Search code examples
pythonpandasdataframeconcatenation

How to combine DataFame column data and fixed text string


I want to combine 4 columns within a larger DataFrame with a custom (space) delimiter (which I have done with the code below) but then I want to add a fixed string to the start and end of each concatenation. The columns are pairs of X & Y coordinates, but they can be dealt with as str for this purpose (once I've trimmed to 3 decimal places).

I have found many options on this website for joining the columns, but none to join columns and a consistent fixed string.The lazy way would be for me to just make two more DataFrame columns, one for the start, one for the end, and cat everything. Is there a more sophisticated way to do it?

import pandas as pd
from pandas import DataFrame
import numpy as np

def str_join(df, sep, *cols):
    from functools import reduce
    return reduce (lambda x,y: x.astype(str).str.cat(y.astype(str), sep=sep),
                   [df[col] for col in cols])

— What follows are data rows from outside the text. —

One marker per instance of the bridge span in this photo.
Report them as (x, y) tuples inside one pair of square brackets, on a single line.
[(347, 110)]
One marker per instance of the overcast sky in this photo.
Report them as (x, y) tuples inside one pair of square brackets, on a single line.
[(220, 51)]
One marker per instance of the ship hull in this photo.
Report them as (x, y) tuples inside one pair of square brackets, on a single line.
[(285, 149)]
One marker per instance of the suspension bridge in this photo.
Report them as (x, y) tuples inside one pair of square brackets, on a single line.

data= pd.read_csv('/Users/XXXXXX/Desktop/Lines.csv')
df=pd.DataFrame(data, columns=['Name','SOLE','SOLN','EOLE','EOLN','EOLKP','Wind','Wave']) 

df['SOLE']=round(df['SOLE'],3)
df['SOLN']=round(df['SOLN'],3)
df['EOLE']=round(df['EOLE'],3)
df['EOLN']=round(df['EOLN'],3)

df['WKT']=str_join(df,' ','SOLE','SOLN','EOLE','EOLN')

df.to_csv('OutLine.csv') #turn on to create output file

which gives me.

WKT
476912.131 6670122.285 470329.949 6676260.271

What I want to do is add '(LINESTRING ' to the start of each concatenation and ')' to the end of each to give me.

WKT
(LINESTRING 476912.131 6670122.285 470329.949 6676260.271 )

Solution

  • You could also create a collection of the columns you want to export, do a quick data type format, and apply a join.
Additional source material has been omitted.